MG: How do you feel that the adaption for “The Woman” has turned out?
JK: I love it. I’m proud of it. I was on-set for most of the shoot and saw how well it was going so I’m not surprised. We knew we had something special all along.

MG: How would you put the film adaptions, “The Lost”, “Red”, “The Girl Next Door”, “Offspring” & “The Woman”, ranking from most liked to least?
JK: Sorry, I’m not going to do that. It’s like picking your favorite kid. All I can say is that in each case the filmmakers have tried their best to stay faithful to the source material, and for that I’m quite grateful.

MG: How much input have you had with the film adaptions of your novels?
JK: Some more than others, but everybody’s asked me for some, particularly in the scripting stage. As I said, I was there for most of the filming of “The Woman” and that was cool, because if something wasn’t going right Lucky and I could fix it right then and there together. I was also on the set of “The Girl Next Door” a lot, because it was shooting quite near me, in New York and New Jersey. On “The Lost”, I saw three drafts of the screenplay and commented on them. I even worked with some of the actors, discussed their parts. Chris Sivertson, the director, was very open to that. In fact he even bought copies of the book for all the cast and crew to read! Unheard of!

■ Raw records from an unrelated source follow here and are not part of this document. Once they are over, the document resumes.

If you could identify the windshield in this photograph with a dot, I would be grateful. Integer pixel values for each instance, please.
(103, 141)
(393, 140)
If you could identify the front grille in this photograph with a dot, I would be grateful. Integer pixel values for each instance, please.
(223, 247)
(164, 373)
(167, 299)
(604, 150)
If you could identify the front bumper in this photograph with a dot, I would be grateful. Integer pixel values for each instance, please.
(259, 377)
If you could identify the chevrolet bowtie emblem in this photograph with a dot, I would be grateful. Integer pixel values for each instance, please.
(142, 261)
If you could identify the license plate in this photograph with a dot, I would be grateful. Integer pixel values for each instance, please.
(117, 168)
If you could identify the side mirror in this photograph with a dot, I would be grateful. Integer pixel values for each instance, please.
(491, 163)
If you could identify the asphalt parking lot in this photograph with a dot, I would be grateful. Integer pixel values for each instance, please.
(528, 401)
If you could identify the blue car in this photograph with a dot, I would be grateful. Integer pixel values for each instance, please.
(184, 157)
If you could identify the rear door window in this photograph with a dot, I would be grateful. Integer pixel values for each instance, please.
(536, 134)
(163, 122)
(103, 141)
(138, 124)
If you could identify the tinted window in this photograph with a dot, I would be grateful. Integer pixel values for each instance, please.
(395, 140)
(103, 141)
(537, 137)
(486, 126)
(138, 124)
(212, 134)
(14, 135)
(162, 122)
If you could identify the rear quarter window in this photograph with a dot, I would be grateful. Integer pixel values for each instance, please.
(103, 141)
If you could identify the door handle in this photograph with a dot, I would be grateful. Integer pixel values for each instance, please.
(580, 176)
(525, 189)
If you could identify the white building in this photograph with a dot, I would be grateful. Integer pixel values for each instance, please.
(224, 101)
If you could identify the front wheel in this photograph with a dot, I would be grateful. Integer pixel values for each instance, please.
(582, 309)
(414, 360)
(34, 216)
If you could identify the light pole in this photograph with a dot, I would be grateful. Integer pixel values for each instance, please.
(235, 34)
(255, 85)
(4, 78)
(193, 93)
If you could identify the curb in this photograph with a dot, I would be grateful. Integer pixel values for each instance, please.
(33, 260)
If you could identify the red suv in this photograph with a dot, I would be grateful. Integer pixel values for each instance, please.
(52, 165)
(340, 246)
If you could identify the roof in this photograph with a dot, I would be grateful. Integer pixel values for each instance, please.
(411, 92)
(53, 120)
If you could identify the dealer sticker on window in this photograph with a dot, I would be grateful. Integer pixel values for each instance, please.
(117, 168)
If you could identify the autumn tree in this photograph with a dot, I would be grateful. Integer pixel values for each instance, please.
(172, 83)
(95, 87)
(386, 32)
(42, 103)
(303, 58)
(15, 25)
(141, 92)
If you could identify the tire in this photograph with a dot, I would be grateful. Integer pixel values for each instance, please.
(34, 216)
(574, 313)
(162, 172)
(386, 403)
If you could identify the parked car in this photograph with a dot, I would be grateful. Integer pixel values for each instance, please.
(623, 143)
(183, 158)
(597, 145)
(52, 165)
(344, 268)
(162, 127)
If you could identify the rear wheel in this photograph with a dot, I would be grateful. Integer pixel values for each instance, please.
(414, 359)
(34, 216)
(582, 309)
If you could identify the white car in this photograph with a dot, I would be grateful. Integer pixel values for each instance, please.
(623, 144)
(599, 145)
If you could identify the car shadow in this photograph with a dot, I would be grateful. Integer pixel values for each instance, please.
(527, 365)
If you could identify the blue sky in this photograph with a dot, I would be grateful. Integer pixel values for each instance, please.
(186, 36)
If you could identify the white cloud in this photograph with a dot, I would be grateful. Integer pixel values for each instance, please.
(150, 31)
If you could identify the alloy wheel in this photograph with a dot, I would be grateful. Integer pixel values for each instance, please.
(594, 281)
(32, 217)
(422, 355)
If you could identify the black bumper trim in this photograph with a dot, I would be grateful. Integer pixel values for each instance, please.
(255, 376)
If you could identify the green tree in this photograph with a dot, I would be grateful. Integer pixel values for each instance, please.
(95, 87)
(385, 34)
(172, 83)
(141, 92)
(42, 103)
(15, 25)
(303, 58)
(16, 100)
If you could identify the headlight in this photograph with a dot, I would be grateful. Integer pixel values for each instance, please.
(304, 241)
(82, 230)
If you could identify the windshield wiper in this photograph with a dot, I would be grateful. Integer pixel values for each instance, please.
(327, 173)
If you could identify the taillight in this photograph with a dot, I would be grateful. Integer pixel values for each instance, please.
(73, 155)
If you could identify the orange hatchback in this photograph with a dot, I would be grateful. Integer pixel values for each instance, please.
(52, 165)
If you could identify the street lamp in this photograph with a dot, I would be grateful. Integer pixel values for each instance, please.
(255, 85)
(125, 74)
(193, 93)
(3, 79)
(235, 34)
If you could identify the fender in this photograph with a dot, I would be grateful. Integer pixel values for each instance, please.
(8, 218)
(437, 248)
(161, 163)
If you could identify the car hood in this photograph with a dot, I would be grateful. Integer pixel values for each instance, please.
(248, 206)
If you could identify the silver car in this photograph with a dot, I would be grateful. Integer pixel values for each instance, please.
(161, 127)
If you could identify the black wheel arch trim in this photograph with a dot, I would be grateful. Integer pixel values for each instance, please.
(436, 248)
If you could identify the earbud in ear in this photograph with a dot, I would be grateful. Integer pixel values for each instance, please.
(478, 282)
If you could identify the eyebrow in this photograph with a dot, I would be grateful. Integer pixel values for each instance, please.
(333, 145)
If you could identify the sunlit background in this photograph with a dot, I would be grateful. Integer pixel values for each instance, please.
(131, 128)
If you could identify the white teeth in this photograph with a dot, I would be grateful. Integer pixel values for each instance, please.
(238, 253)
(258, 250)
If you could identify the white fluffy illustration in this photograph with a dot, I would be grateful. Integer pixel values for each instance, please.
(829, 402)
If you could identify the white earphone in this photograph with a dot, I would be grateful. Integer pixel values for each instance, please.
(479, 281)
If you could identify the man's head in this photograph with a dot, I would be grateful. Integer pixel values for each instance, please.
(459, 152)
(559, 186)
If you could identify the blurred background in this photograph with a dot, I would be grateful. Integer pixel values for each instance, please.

MG: You have appeared as a cameo or role in most of the film, are you trying to follow Stephen King with his films?
JK: Alfred Hitchcock.

MG: How do you film you work has changed or evolved since your first novel?
JK: I think my characters are much richer. “Off Season” mostly sketched in the characters, which was necessary because I wanted the shit to hit the fan early on. But you take “Red” or “The Woman”, and there’s a much more gradual build. I think my writing’s grown more assured too.

MG: Do you have novel you have always wanted to get made into a film?
JK: I’d love to see “Ladies Night” filmed. I think it’s a natural. Stuart Gordon had an option on it for quite a while, wrote a damn good script which contained elements of a script I’d written long before. But the option’s lapsed, alas.

MG: What is your next novel that you are working on?
JK: Right now, no novel. A screenplay. But I’m not going to tell you what it’s about. If I talk about a story I generally won’t write it. I wind up talking it to death.